Jim Jarmusch’s low-key and elegant film Paterson is another feather in the cap for this idiosyncratic auteur, starring an intensely committed Adam Driver as a New Jersey bus driver named Paterson, who happens to live in the city of Paterson. The film is part fantasy, part meditation, and all wonderful, with an observant eye for visual detail (the great Frederick Elmes is the cinematographer) and containing honest verbal wit that mixes with personal introspection into something that feels unique and quietly moving. The gliding editing patterns established by cutter Affonso Gonçalves are incredibly smooth, and result in a film that feels as if it’s drifting across the screen, much like the many characters, both big and small, that inhabit the frame. Jarmusch’s style has certainly evolved over the years but he’s always had a firm grasp on the peculiarities of people and how they approach their life.

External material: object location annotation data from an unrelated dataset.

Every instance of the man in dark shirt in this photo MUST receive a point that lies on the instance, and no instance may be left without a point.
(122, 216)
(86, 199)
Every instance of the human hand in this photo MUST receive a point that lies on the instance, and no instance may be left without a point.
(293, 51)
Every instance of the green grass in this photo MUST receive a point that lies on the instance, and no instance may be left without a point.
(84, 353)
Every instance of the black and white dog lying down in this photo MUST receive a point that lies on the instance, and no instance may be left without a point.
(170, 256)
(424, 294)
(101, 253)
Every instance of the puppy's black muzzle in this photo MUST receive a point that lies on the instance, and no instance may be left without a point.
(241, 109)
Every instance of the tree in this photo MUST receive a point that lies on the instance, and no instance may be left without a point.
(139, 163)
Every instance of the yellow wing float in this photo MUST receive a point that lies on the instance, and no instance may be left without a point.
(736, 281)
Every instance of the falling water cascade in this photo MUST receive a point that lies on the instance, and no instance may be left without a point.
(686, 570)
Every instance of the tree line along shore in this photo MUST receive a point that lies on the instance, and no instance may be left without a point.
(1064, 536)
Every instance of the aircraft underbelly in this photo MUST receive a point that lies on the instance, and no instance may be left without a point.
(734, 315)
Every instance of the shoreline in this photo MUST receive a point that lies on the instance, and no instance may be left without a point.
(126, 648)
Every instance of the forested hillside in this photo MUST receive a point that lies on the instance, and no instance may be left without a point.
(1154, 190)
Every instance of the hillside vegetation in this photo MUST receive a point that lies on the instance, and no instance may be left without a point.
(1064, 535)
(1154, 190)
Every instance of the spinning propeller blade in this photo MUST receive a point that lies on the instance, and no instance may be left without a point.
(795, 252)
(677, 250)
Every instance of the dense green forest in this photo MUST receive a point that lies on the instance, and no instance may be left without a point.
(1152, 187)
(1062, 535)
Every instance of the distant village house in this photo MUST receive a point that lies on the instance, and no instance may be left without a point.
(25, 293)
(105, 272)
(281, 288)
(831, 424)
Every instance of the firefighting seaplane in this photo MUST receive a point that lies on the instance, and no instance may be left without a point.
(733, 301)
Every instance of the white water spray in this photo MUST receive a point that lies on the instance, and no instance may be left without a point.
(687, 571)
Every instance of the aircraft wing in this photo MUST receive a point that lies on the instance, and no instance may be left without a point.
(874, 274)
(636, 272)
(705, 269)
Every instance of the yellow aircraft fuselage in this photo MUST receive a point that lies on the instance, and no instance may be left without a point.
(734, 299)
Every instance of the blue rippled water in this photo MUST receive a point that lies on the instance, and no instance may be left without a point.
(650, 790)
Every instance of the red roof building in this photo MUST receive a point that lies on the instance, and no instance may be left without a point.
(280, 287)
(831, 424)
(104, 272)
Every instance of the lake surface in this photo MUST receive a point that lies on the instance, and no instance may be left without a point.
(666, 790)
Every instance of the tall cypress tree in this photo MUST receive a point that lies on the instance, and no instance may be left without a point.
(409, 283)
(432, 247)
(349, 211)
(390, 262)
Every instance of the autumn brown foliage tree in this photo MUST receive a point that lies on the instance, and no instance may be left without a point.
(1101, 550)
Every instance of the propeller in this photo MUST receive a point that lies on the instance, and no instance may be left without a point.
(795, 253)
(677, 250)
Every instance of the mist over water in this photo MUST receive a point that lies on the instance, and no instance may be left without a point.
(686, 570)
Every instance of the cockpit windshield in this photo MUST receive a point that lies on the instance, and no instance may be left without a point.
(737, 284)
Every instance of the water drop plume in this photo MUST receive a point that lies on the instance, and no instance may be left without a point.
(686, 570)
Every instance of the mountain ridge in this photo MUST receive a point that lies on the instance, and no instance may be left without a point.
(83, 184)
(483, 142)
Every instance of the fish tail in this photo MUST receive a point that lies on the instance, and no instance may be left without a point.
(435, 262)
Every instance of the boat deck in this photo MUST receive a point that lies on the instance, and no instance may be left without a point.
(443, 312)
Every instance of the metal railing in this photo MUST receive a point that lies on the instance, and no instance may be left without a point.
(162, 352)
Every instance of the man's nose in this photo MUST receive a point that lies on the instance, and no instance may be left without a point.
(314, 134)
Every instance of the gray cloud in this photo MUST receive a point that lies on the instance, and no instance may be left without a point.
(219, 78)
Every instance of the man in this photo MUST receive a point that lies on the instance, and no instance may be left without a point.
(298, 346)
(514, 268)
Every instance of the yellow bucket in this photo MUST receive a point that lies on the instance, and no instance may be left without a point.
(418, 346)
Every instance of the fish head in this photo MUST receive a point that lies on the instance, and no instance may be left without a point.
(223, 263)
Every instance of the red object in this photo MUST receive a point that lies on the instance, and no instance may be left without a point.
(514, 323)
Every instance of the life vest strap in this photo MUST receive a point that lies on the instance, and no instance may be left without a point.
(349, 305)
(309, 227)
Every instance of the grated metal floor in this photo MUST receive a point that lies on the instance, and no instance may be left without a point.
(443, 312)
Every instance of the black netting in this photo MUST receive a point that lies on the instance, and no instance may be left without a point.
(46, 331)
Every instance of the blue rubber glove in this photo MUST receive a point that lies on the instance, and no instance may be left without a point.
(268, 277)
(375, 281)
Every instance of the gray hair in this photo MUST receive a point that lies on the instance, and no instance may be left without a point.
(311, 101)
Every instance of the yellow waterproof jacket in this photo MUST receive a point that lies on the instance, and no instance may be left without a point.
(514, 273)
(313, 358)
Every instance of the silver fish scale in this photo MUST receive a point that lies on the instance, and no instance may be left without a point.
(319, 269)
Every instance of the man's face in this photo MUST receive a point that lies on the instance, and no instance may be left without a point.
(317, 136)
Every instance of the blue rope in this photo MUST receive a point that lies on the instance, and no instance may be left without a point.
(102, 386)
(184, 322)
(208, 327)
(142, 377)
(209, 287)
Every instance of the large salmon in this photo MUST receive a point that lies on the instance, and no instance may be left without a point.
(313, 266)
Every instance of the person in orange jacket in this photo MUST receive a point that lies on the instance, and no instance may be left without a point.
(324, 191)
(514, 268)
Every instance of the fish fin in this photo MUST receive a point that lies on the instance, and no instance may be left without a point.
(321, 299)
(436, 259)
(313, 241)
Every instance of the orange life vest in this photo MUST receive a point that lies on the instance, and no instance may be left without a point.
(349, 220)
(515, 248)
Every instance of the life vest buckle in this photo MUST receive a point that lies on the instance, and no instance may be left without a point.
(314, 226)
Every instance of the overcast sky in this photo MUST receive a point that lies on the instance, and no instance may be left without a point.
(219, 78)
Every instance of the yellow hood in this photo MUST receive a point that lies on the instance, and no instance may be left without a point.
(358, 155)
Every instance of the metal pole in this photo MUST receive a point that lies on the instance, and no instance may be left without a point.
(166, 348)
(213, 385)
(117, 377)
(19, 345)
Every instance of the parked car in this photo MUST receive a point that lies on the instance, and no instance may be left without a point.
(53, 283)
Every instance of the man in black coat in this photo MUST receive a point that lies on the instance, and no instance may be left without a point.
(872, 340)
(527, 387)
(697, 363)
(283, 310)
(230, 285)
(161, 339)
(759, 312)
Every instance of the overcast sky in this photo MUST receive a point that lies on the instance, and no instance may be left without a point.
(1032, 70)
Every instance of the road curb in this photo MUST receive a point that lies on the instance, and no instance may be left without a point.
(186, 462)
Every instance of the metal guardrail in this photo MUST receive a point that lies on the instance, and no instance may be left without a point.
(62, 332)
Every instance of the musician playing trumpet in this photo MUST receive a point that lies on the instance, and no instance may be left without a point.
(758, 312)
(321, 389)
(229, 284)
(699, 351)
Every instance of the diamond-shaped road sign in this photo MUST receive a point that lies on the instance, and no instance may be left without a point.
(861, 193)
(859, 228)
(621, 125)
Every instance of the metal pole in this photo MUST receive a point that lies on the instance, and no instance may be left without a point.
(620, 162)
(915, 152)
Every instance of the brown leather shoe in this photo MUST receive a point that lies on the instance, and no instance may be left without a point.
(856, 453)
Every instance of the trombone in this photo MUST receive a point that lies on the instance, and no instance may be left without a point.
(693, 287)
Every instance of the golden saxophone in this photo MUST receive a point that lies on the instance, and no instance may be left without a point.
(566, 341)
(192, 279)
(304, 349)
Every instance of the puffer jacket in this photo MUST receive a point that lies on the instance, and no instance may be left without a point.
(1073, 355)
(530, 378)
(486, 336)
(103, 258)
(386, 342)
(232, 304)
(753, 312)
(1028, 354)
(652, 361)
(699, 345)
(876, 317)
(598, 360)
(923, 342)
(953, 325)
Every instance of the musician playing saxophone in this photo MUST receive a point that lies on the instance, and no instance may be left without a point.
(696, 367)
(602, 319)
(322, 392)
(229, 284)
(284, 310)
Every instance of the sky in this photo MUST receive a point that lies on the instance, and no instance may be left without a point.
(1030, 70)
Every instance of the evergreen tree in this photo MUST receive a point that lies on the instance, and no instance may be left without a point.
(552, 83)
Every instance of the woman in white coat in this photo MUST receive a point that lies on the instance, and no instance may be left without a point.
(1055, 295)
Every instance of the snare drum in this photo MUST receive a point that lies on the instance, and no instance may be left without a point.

Paterson has a very predictable routine. He wakes up every morning, has his cereal, kisses his spirited wife (the superb Golshifteh Farahani) goodbye, and heads out for a day on the deteriorating streets of the city. On his breaks, he jots down poetry in his notepad, which appears on the screen as text, and can be heard via Driver’s dry voice-over (the real-life poet Ron Padgett crafted the various poems heard during the film). After work, he has dinner with his wife, who is always focusing on something new to fill her day, and then he takes their dog for a walk, grabs a beer, chats with the bartender (Barry Shabaka-Henley) and goes to sleep. He’s a man content with rigidity. Or is he? He doesn’t seem to get mad, and when the story turns tragic in the form of a personal disaster, Paterson’s response to the events is humorous, sad, and strangely enviable.


The film isn’t interested in a traditional plot, as Jarmusch is too concerned with his characters and their flights of fancy and their dreams and aspirations to care about the artificial rigors of contrived plotting. Instead, the audience is treated to a character and mood piece, where Driver appears in nearly every scene, his unique physical characteristics somehow tamped down from what we’ve seen previous, with flat-lined energy that results in a heavily modulated yet still emotionally affecting performance. If all of this sounds like as much fun as watching paint dry, well, I won’t lie, this movie won’t be everyone’s favorite cup of cinematic tea. It’s quiet, the film is comprised of numerous long-takes, and by design, the circular nature of the narrative keeps things on a very even keel. But if you’re looking for something artistic and thought provoking, definitely check it out.